Pour Stéphane Michel, « les valeurs de Sanford sont de plus en plus connues. Elles ont d'autant plus de résonance que les salariés voient qu'elles sont appliquées au quotidien. La fierté que les gens avaient de travailler pour une marque s'est transposée dans la fierté d'appartenir à un groupe leader des instruments d'écriture ».

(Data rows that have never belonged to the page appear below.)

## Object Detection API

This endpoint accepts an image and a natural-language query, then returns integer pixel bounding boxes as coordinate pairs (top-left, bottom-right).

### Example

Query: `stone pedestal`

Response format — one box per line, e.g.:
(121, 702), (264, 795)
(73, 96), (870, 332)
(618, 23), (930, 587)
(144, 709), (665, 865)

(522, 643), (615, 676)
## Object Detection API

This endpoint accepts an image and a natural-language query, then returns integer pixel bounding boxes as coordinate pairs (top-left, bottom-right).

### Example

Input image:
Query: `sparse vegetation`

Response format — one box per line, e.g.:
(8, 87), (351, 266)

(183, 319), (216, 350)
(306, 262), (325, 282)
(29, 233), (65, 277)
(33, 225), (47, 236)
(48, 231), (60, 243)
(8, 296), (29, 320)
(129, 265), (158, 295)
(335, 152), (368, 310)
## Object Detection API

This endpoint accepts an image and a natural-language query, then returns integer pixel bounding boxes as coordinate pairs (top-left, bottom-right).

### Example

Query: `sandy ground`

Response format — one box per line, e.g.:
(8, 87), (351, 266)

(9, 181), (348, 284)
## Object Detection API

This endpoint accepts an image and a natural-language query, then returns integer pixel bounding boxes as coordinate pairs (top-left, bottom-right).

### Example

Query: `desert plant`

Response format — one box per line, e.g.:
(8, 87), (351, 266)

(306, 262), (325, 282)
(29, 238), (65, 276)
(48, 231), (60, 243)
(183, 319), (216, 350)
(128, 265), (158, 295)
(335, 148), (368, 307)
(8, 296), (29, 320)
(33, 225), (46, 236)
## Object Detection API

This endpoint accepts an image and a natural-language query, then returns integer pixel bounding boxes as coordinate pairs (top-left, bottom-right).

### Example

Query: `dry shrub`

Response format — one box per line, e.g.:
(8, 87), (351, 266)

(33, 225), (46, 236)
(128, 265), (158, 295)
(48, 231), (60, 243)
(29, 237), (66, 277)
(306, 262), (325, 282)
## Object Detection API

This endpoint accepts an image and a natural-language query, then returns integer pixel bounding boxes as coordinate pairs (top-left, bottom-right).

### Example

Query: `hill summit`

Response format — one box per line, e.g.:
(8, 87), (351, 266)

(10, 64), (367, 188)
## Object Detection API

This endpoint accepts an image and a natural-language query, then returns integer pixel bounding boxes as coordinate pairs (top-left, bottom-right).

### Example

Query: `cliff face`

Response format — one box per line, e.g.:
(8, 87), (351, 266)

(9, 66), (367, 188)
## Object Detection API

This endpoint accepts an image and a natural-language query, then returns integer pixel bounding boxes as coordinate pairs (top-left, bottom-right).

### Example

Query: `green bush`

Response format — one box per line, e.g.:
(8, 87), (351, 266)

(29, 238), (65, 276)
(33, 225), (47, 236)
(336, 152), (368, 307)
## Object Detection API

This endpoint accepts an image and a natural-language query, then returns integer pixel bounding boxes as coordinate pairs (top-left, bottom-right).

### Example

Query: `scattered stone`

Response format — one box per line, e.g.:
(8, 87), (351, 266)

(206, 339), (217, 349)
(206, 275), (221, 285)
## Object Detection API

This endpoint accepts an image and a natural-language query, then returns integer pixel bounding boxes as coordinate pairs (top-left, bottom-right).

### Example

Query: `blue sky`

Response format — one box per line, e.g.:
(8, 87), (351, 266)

Ainsi, en début d'année 2004, la série de prix internationaux remportés par Sanford, à travers ses marques Parker, Waterman et Rotring, a-t-elle eu un retentissement positif auprès des salariés. « On a présenté de belles nouveautés, ce qui n'était pas le cas à l'époque de Gillette », reconnaît Jacqueline Morrisson, déléguée CGT à Saint-Herblain. A la même période, un vent d'euphorie a soufflé aussi chez Reynolds, à l'annonce de la signature d'un partenariat entre la marque et la quatrième édition de Star Academy, diffusée sur TF1. Mais, en juin dernier, les salariés ont appris l'annulation du contrat.

Incompréhension des salariés

Du coup, le fossé s'est creusé entre le discours de la direction et le ressenti des salariés, qui se reconnaissent de moins en moins dans ces méthodes de management à l'américaine. « Il y a sans doute de bonnes intentions derrière ces community heads et ces valeurs. Mais, pour le salarié moyen de chez Reynolds, c'est de l'hébreu, affirme Philippe Delhorme, délégué syndical CFDT sur le site historique de Reynolds, à Valence. Nous sommes davantage préoccupés par l'emploi et la question du chômage partiel qui va se poser à la fin de l'année. » « La carte des valeurs, c'est du virtuel. La direction sait nous faire des notes d'information, mais ne parle pas de la stratégie du groupe », renchérit Jacqueline Morrisson, du haut de ses vingt-huit ans d'ancienneté chez Waterman.

Le CCE, un comité de groupe français élu par les délégués du CE, créé, l'an passé, pour renforcer le dialogue social sur les trois sites de Sanford en France, n'a pas eu les effets escomptés. Les représentants reprochent, en effet, le trop grand espacement des réunions - une fois tous les six mois - et la difficulté d'obtenir des informations de la part des dirigeants. Et, aujourd'hui, ce sont les bruits de couloir sur les délocalisations qui circulent le mieux...

L'essentiel

1A la suite de rachats en Europe, le groupe américain Sanford a mis en place une organisation matricielle à l'échelle du continent.

2Pour asseoir cette nouvelle organisation du travail, la DRH européenne s'est lancée dans la construction d'une «carte des valeurs» censées représenter l'esprit du groupe. Quinze community heads ont été nommés pour les diffuser sur leur site.

3Jusqu'au premier semestre 2004, le dispositif, soutenu par le dynamisme des marques Waterman, Parker et Rotring, a commencé à porter ses fruits. Mais les représentants des salariés reprochent un manque de transparence sur la stratégie du groupe.

Sanford Europe

>Activité : fabrication et commercialisation d'instruments d'écriture.

>Effectifs : 2 500 salariés.

>Chiffre d'affaires : 284,2 millions d'euros en 2003.

>Sites industriels en Europe : Valence (26) et Saint-Herblain (44) en France, Newhaven au Royaume-Uni.

>Marques : Berol, PaperMate, Reynolds, Sharpie, Parker, Rotring, Waterman.